In May, Senator Warren led members of the Massachusetts congressional delegation, including Senator Markey and Representatives McGovern, Lynch, Keating, Kennedy, Clark, Moulton, Pressley and Trahan, in reintroducing the Comprehensive Addiction Resources Emergency (CARE) Act, the most ambitious legislation ever introduced in Congress to confront the opioid and substance use epidemic. The legislation would provide state and local governments with $100 billion in federal funding over ten years, including more than $800 million per year directly to tribal governments and organizations.
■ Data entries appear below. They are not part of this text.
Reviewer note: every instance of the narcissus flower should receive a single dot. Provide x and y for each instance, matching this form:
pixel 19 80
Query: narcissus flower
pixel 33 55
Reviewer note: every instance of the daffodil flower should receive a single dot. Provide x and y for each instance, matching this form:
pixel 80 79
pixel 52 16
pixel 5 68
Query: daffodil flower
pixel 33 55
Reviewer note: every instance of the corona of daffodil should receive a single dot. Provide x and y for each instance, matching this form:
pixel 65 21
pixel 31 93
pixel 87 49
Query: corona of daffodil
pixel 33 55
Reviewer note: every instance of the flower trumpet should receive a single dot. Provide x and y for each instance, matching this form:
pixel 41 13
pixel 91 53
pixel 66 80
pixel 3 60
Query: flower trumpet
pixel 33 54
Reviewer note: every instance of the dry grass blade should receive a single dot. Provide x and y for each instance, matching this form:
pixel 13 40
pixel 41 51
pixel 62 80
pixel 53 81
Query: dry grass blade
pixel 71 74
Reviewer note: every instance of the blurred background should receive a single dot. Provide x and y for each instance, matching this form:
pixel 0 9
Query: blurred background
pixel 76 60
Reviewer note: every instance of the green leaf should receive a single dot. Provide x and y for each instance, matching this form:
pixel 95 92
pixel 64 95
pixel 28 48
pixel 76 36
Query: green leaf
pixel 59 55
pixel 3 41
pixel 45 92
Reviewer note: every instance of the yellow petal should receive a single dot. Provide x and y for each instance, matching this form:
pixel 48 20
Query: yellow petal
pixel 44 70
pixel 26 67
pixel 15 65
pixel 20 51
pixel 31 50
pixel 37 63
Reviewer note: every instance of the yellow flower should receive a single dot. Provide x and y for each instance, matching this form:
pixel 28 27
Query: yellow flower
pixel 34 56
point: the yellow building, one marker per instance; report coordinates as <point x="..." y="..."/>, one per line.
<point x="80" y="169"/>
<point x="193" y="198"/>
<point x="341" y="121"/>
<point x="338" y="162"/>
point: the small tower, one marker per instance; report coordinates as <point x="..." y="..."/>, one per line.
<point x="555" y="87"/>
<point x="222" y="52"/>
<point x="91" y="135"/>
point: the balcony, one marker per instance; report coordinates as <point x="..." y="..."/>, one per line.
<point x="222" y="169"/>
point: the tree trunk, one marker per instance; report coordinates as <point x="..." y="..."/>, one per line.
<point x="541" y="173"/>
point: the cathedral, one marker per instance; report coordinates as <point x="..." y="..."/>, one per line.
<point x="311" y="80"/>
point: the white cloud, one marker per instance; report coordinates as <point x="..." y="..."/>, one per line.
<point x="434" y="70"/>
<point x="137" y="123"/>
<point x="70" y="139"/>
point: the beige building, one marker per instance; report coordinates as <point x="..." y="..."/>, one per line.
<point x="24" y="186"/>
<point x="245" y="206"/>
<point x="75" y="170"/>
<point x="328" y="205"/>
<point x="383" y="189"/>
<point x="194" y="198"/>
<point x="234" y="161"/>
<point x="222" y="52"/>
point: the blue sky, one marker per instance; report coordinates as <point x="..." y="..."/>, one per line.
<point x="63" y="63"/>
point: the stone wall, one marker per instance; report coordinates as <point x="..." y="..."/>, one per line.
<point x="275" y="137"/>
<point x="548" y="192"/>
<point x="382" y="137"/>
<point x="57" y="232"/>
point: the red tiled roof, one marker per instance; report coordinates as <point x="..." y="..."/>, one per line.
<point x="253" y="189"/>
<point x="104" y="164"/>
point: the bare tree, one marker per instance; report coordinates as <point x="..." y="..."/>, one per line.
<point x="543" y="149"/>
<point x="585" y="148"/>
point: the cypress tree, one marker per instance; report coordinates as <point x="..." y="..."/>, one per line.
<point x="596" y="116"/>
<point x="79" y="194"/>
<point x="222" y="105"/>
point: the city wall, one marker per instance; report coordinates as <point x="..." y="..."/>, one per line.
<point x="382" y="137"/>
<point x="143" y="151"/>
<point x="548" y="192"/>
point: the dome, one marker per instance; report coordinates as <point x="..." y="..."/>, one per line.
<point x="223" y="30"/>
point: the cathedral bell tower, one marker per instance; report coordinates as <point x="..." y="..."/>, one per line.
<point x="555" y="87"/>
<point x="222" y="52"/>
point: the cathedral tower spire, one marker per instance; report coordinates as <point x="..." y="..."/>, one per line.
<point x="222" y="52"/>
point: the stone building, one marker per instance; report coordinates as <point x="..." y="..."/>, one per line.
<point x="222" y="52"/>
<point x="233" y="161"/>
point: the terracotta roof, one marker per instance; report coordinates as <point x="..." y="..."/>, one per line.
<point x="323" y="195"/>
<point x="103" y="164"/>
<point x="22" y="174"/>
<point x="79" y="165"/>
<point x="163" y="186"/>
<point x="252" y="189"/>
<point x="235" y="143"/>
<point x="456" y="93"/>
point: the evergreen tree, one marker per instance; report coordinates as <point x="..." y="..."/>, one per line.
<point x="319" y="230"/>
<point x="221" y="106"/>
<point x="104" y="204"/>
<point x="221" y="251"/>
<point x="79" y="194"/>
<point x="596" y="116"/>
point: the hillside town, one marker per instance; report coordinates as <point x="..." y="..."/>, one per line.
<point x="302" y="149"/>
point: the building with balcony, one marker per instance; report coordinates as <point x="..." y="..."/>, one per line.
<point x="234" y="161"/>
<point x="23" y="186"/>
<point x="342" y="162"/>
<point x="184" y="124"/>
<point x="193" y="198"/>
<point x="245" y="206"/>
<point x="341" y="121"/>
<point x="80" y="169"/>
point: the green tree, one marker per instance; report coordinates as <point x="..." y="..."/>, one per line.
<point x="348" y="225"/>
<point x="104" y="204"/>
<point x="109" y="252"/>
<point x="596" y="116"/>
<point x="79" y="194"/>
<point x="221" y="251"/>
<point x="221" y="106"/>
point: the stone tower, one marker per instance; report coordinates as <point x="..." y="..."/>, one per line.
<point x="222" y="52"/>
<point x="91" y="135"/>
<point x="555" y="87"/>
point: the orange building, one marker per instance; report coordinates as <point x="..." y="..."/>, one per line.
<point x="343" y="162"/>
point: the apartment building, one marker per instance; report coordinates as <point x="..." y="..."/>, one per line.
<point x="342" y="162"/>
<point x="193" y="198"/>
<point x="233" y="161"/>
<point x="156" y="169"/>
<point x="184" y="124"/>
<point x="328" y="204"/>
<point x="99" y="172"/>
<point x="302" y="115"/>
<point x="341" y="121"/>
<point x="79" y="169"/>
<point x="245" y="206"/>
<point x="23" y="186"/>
Under the CARE Act, Massachusetts would receive an estimated $120.1 million per year in formula funding to fight substance use disorder and the opioid epidemic, including an estimated $56.6 million per year allocated to the state and an estimated $63.5 million per year distributed among eligible counties. The Commonwealth, as well as any city or county in Massachusetts, also has the opportunity to apply for additional funding from $2.6 billion in competitive grant programs for states and local areas.